1. Isolecithal: In microlecithal eggs amount of yolk is very little that it is equally distributed throughout the egg cytoplasm. Like protochordates and echinoderms.

2. Telolecithal: In mesolecithal and macrolecithal eggs yolk is concentrated in lower part of egg (vegetal pole), whereas upper part is yolk free known as animal pole. Like reptiles and birds.

3. Centrolecithal: In macrolecithal eggs the yolk is concentrated in centre of the egg with cytoplasm surrounding it. Like insects.

Kinds of Egg Membranes:

I) Primary Egg Membranes: Formed outside plasma membrane of the oocyte secreted by the follicle cells. These are of given kinds:

1. Vitelline membrane: Closely applied to plasma membrane, found in insects, molluscs, amphibians and birds formed of mucopolysaccharides and fibrous proteins.
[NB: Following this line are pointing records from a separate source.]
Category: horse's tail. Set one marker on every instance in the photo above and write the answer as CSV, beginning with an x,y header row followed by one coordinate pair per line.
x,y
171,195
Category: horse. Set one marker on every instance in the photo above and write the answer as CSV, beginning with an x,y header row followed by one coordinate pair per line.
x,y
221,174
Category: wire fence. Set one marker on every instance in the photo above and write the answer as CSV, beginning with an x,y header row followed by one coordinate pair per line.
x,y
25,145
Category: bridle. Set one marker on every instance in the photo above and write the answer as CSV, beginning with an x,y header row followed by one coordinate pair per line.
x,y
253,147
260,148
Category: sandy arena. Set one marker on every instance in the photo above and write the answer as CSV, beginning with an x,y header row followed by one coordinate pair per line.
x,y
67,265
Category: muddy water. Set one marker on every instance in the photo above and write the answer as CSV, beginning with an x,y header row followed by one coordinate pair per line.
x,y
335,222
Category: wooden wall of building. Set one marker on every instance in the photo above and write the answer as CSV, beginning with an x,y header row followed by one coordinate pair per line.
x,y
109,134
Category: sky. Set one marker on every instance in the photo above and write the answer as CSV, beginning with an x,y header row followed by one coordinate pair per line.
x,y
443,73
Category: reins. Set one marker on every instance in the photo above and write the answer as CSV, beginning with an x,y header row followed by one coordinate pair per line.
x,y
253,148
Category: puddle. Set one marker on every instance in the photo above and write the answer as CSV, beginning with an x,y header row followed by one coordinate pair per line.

2. Zona radiata: It is striated in appearance or perforated by tiny pores, discovered in sharks, bony fishes, few amphibians and reptiles.

3. Zona pellucida: It is unstriated in appearance, created by secretions of ovum and the follicle cells, found in mammals.

4. Jelly envelope: It is jelly like and thicker in appearance also called as jelly coat, found in echinoderms and marine invertebrates.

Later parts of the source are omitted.